Ce calcul explique la valorisation accordée à des sociétés comme Uber, plateforme numérique de réservation de véhicules avec chauffeur: 62,5 milliards de dollars, soit un tiers de plus que le n°3 mondial du secteur General Motors (GM).

- De la propriété au service -

GM a investi début 2016 un demi-milliard de dollars dans le principal concurrent d'Uber, Lyft; annoncée fin mai, la mise de Volkswagen dans un autre acteur de la mobilité numérique, Gett, atteint 300 millions d'euros. Le même jour, Uber et Toyota ont officialisé un partenariat stratégique.

"D'ici à 2025, nous voulons générer une part substantielle de notre chiffre d'affaires avec des services innovants à la mobilité", a déclaré début juin le patron de VW, Matthias Müller.

Et le groupe français PSA a annoncé début avril qu'il allait consacrer 100 millions d'euros à des investissements dans le capital-risque, en commençant par la start-up d'autopartage Koolicar, reflet de sa volonté de devenir un "fournisseur de services de mobilité de référence".

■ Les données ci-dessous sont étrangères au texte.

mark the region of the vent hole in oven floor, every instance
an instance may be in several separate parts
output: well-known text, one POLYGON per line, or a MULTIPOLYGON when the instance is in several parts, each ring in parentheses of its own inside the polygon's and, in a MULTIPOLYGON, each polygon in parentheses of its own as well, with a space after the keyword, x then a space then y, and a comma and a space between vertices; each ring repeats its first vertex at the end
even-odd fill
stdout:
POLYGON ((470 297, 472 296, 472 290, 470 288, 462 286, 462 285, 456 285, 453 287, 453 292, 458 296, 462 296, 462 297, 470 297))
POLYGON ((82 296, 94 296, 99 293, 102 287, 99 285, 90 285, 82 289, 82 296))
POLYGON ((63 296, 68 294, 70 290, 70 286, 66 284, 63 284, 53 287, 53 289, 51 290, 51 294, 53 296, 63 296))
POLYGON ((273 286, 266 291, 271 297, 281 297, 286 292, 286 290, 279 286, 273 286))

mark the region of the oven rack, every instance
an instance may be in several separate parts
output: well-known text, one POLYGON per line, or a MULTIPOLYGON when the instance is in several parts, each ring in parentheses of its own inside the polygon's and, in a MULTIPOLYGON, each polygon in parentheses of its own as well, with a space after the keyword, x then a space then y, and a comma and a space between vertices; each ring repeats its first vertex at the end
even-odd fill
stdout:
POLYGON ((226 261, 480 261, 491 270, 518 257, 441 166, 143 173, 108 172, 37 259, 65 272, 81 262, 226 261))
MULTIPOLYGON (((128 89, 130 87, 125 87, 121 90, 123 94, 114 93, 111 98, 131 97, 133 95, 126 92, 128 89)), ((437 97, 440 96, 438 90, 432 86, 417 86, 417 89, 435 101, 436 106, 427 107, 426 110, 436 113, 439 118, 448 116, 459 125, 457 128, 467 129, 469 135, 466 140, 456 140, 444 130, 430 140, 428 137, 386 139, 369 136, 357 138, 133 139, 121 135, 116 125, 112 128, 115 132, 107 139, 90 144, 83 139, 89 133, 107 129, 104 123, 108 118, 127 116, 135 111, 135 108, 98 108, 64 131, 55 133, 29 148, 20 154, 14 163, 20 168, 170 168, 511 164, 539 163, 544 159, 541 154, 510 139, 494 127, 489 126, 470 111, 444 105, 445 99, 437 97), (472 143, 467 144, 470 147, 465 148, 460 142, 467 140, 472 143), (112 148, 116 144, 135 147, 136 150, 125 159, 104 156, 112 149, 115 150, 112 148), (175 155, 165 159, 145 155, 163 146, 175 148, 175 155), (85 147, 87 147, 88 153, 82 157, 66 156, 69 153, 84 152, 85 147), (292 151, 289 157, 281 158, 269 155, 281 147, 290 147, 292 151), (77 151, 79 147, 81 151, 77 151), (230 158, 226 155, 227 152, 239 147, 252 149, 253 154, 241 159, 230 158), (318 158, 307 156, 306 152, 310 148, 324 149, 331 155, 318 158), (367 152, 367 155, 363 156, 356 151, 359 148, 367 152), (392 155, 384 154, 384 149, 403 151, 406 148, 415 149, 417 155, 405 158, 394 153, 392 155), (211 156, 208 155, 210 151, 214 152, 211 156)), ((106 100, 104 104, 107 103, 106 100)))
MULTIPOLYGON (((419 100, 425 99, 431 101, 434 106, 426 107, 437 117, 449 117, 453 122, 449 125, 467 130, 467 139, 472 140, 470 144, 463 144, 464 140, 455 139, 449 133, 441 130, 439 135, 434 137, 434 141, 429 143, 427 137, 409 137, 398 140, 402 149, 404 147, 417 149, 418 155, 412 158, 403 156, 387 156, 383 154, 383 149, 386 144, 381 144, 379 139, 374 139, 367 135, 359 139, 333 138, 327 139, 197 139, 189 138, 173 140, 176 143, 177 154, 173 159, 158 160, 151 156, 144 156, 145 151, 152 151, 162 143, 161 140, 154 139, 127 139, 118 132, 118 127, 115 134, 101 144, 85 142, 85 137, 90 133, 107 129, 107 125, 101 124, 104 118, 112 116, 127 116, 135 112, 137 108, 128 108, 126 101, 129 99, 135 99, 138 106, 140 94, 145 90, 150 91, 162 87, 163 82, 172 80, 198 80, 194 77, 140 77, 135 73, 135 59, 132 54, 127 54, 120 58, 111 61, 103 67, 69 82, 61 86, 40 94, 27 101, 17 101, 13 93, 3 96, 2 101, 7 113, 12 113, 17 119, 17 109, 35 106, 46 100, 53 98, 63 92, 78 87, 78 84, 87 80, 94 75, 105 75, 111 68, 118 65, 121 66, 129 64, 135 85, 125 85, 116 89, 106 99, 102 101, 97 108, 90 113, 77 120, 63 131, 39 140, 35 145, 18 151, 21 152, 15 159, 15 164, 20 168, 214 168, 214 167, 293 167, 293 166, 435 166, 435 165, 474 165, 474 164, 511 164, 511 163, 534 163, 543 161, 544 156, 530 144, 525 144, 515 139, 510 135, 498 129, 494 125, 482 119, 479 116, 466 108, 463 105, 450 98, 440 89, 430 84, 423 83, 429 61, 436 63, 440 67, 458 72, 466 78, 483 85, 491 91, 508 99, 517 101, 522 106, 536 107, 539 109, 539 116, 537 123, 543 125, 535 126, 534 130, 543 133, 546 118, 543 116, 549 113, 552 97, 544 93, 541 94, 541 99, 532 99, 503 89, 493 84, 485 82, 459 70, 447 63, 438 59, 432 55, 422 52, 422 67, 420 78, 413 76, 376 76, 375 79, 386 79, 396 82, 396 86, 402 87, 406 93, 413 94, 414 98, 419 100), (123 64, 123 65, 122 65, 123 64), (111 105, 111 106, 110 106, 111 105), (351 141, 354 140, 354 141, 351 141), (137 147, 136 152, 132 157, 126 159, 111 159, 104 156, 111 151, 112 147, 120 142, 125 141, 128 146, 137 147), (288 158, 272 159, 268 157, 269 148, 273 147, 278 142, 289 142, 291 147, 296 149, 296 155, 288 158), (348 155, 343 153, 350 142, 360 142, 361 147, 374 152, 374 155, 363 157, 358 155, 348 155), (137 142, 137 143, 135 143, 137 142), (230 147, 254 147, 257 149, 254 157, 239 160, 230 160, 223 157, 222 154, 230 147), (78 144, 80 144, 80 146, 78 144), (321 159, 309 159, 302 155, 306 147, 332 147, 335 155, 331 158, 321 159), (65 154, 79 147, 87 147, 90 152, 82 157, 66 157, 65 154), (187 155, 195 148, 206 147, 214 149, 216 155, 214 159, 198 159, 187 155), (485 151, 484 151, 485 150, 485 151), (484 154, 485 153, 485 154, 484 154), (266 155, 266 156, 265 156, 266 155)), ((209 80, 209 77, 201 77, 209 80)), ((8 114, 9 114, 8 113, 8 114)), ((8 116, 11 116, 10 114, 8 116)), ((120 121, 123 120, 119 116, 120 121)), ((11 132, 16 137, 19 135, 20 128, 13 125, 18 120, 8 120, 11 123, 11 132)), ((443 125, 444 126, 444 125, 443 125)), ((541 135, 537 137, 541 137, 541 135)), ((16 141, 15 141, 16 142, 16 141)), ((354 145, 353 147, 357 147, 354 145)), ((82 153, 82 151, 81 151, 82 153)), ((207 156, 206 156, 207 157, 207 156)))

"Les plateformes sont en train de tenir leurs promesses, leur activité devient significative. Pour les grands groupes automobiles, la question suivante se pose: +avant, notre activité était de vendre des voitures, et comment fait-on maintenant que ça devient du service?+", analyse pour l'AFP Paulin Dementhon, fondateur et dirigeant de Drivy, société française de location de voitures entre particuliers.

Dans une première étape, les constructeurs voient dans ces accords la possibilité "de vendre des véhicules aux flottes" d'autopartage, remarque Jeremy Carlson, expert au sein de la firme IHS.

Les fabricants ont aussi un intérêt à ce que "ces voitures partagées servent de démonstrateur à leurs technologies" comme les hybrides et l'hydrogène, en attendant les voitures autonomes, renchérit Laurent Petizon, du cabinet AlixPartners.

- La voiture restera un "consommable" -

Mais, prévient Sébastien Amichi, spécialiste automobile chez Roland Berger, "tous les contrats que l'on voit en ce moment ne vont pas forcément aboutir tous à des résultats très fructueux", tant il est selon lui "très compliqué de marier ces mondes" aux cultures très différentes.

Alors que l'économie numérique a déjà ébranlé les modèles de nombreux secteurs, les constructeurs automobiles doivent-ils s'inquiéter pour leur pérennité?

Pas de danger dans l'immédiat, estiment ces experts interrogés par l'AFP. "Nous ne prévoyons pas de disparition de sitôt du modèle de propriété, ce sera la majorité au moins jusqu'en 2035", pour M. Carlson.

"Les ventes vont peut-être en pâtir un peu, mais la voiture est aussi un consommable", souligne M. Dementhon. "Il y aura moins de gens qui achètent des voitures mais au bout de deux ans elles auront fait 200.000 km" et devront être remplacées.

Le risque serait de voir "des opérateurs de mobilité qui prennent la relation avec les clients, proposent du temps de conduite et gèrent toute la mobilité multimodale", les firmes automobiles n'étant alors "plus qu'un fournisseur de matériel" comme les fabricants de téléphones portables, estime M. Amichi.

"Il ne faut pas que les constructeurs abandonnent, ils ont aujourd'hui toutes les cartes en main pour devenir eux-mêmes des opérateurs de mobilité", assure-t-il.